No mesmo apartamento,
o inesquecível número 54,
do mesmo flat, numa importante
avenida da grande cidade.

Não estava triste, nem feliz.
Esperaria por Dagmar,
como tantas vezes esperou…

Era igual, mas diferente.

Há tempos não se viam, mal se falavam,
um e outro email. Quando ela se deixava
levar pelos descompassos do coração,
fazia contato. Com aquele jeitinho,
sabe qual?, pois é aquele…

Não era por nada, não.
Queria só ouvir sua voz ou
ler na telinha a resposta que
ele lhe daria. Resposta óbvia:
“Eu te amo”, era assim que sempre
terminava, fosse email, fosse telefonema…

Ela, então, se sentia aliviada, feliz.
Mas, como de hábito, confusa.
Gostava dele, mas não queria
se entregar. Tanta coisa pra viver…

— Não quero sua amizade como
prêmio de consolação – repetia Dinoel.
Aliás, não quero nada que não seja
verdadeiramente meu.

II.

Um dia marcaram uma conversa séria.
Para definir o sim e o não…

Olho no olho, como ensina
a tradição dos velhos e bons romances.
Primeiro passo, desligar o celular.

— As novas tecnologias são um avanço
da humanidade – dizia um amigo –, mas criam
pessoas dependentes, esquizofrênicas…

III.

Também para a honrar a tradição,
que desenvolveu a partir das longas
esperas por Dagmar , ele procurou
no frigobar uma água com gás. Para
refrigerar o corpo e alma…

Não encontrou.
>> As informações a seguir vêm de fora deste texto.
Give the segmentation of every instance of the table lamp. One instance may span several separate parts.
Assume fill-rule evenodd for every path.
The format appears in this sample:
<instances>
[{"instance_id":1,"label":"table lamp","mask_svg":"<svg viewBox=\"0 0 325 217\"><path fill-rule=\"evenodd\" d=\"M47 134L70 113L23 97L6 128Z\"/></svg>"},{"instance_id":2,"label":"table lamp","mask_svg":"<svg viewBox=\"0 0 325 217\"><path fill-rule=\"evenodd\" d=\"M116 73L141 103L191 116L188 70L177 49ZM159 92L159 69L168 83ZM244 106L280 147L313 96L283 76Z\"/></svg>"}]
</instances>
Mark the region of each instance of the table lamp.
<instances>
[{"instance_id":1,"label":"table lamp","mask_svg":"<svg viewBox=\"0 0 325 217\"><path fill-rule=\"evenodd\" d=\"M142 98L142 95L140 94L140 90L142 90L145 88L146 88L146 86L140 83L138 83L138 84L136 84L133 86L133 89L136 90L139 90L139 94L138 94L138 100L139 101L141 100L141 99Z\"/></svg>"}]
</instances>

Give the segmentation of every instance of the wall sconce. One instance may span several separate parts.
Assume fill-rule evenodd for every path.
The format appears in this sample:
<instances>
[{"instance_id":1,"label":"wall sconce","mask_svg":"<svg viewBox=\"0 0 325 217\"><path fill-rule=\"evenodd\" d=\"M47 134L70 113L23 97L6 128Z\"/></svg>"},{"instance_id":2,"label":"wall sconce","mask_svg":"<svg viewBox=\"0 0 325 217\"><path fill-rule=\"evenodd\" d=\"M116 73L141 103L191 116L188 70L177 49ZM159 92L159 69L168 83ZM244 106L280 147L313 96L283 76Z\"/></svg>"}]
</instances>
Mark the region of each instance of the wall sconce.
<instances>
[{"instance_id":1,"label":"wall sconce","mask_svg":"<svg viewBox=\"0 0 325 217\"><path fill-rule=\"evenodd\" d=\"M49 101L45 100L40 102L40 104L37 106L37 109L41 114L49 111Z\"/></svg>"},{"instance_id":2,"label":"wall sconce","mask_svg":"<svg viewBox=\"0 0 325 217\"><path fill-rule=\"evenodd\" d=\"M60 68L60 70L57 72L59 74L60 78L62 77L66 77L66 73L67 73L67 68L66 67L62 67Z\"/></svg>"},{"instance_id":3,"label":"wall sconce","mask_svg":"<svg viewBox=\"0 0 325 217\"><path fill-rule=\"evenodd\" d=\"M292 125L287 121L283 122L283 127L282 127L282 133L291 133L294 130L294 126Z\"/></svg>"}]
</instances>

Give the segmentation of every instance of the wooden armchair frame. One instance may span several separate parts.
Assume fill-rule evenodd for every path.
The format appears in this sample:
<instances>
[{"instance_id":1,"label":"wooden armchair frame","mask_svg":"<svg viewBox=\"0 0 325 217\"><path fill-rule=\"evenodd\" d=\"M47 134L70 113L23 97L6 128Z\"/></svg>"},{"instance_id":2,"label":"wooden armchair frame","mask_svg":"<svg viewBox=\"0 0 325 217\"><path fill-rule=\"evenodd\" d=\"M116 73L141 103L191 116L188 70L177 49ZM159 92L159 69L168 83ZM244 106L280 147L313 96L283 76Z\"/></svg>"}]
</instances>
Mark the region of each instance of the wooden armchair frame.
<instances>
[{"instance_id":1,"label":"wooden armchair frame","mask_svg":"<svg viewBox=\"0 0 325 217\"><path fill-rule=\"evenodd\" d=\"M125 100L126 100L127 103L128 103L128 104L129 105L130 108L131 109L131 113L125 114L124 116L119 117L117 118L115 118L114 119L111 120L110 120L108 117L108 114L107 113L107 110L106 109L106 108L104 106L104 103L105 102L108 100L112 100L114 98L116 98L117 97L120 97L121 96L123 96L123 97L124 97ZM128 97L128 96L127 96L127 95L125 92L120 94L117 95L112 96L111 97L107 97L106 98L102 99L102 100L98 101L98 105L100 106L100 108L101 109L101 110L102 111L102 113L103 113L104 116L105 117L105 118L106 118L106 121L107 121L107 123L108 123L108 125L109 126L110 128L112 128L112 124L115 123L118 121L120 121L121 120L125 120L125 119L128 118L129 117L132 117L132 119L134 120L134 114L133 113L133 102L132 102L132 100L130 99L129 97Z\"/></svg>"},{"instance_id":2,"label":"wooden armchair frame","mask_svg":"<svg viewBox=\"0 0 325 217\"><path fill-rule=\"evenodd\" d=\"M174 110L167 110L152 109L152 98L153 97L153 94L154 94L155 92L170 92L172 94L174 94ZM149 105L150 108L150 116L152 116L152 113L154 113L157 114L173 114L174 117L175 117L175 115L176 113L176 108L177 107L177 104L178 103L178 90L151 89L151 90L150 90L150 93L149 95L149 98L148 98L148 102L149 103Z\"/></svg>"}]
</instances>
Fez o pedido na recepção…

Como sempre, ela se atrasaria – e chegaria
com uma desculpa absurda. Ele relegaria
em nome dos momentos felizes que
sempre viveram quando se encontravam…

Andou pelo quarto, pela pequena sala…
Deixou a porta apenas encostada.
Sem televisão, sem música. Silêncio,
queria ouvir a moça chegar…

Pela janela olhou a linha do horizonte,
o contorno dos prédios, a cidade iluminada…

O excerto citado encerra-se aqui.